Your total EMIs (including all loans—home loan, car loan, personal loan, etc.) should never exceed 40% of your monthly income.
Example:
If your monthly income is ₹50,000 → Your EMIs should not be more than ₹20,000.
This ensures you don’t become overburdened with debt and still have enough income left for savings and essential expenses.
Practical Tip:
Use EMI calculators to compare different tenures (5 years, 10 years, 20 years) and see how much EMI you will pay. This helps you choose the right loan amount and tenure without straining your finances.
Rule 7: The 25x Retirement Rule
One of the biggest financial goals in life is retirement planning. The question is:
“When will I be financially ready to retire?”
The 25x Rule provides a benchmark:
You are financially ready to retire when you have saved at least 25 times your annual expenses.
Example:
If your annual expenses are ₹10,00,000 → You need a corpus of ₹2.5 crore.
At an expected return of around 4% per year, this amount can generate ₹10,00,000 annually, covering your expenses.
Important Consideration:
- If you retire early (say at 40), you may need a higher multiple (30x–40x) because you will live longer on passive income and inflation will impact you more.
- If you retire at 60, then 25x is usually sufficient since your retirement horizon will be shorter.
This rule gives you a clear target and ensures you don’t underestimate how much you need for a financially stress-free retirement.
Rule 8: The First-Week Investing Rule
Most people follow the habit of spending first and investing whatever is left at the end of the month. The problem is, often nothing meaningful is left to invest.
The First-Week Investing Rule changes this approach:
Invest first, spend later.
Example:
If your salary is credited on the 5th of every month, make sure you invest by the 6th or 7th.
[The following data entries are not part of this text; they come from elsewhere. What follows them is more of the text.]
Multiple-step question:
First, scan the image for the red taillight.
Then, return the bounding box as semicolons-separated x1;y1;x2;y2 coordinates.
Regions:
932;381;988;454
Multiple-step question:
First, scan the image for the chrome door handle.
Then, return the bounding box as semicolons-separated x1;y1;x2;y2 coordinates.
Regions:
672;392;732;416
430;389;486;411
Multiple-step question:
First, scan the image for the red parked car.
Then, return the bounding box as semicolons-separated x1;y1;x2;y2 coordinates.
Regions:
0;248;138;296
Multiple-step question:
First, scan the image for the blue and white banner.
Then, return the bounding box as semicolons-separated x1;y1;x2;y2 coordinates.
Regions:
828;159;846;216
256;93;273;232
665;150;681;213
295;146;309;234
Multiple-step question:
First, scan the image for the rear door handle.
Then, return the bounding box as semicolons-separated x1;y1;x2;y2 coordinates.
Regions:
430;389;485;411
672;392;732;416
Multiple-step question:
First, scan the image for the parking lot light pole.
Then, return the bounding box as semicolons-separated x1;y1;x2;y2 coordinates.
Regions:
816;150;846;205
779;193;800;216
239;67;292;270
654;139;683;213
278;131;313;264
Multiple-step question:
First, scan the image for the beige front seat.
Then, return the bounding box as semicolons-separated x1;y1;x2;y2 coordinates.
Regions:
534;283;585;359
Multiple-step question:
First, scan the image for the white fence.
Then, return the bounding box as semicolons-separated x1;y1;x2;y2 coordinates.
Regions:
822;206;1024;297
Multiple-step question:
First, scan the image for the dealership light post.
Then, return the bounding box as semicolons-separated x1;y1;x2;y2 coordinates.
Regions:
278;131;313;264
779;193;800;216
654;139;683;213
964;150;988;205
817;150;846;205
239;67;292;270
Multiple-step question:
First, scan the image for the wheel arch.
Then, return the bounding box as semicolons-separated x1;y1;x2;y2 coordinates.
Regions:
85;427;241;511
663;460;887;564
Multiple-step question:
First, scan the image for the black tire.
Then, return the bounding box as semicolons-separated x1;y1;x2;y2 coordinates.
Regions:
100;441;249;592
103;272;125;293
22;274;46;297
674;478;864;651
After that, manage your expenses with the remaining balance.
This ensures consistency in building wealth and prevents you from overspending before investing.
Rule 9: The 3×3×3 Investment Plan
This rule provides a step-by-step approach to build a solid investment strategy:
Step 1: Three Essential Priorities
- Build an emergency fund.
- Start loan repayment if you have debts.
- Plan for retirement (e.g., National Pension Scheme).
Step 2: Three Protective Investments
- Repay or prepay existing loans.
- Invest in retirement funds.
- Add sovereign gold bonds to protect against market volatility and geopolitical risks.
Step 3: Three Growth-Oriented Investments
Once essentials and protections are in place, you can expand into:
- Stocks
- Mutual Funds
- Real Estate
This structured approach helps you cover safety, protection, and growth in a balanced way.
Rule 10: Summary – Use Rules as Guidelines, Not Absolute Advice
The 10 rules we discussed—such as the Rule of 72, 100 – Age Rule, 50-30-20 Rule, Emergency Fund Rule, Life Insurance Rule, EMI Rule, Retirement Rule, First-Week Investing, and the 3×3×3 Plan—are time-tested thumb rules.
They are meant to make you financially smarter and help you in quick decision-making. However:
- They are not personalized financial advice.
- Every individual’s situation is unique, so you should adapt these rules according to your personal needs.
- For major financial decisions, consulting a certified financial advisor is always recommended.
Think of these rules like a framework—they guide you in the right direction, but your specific journey depends on your personal circumstances.
Disclaimer
The information provided in this document is for educational and informational purposes only. The rules and examples discussed are general thumb rules of personal finance and should not be considered as personalized financial advice.
Every individual’s financial situation is unique, and results may vary depending on income, expenses, liabilities, and long-term goals. Before making any major investment, insurance, or loan-related decisions, it is strongly recommended to consult a certified financial advisor.
The author/creator does not take responsibility for any financial loss or risk arising from the direct application of these rules without professional guidance.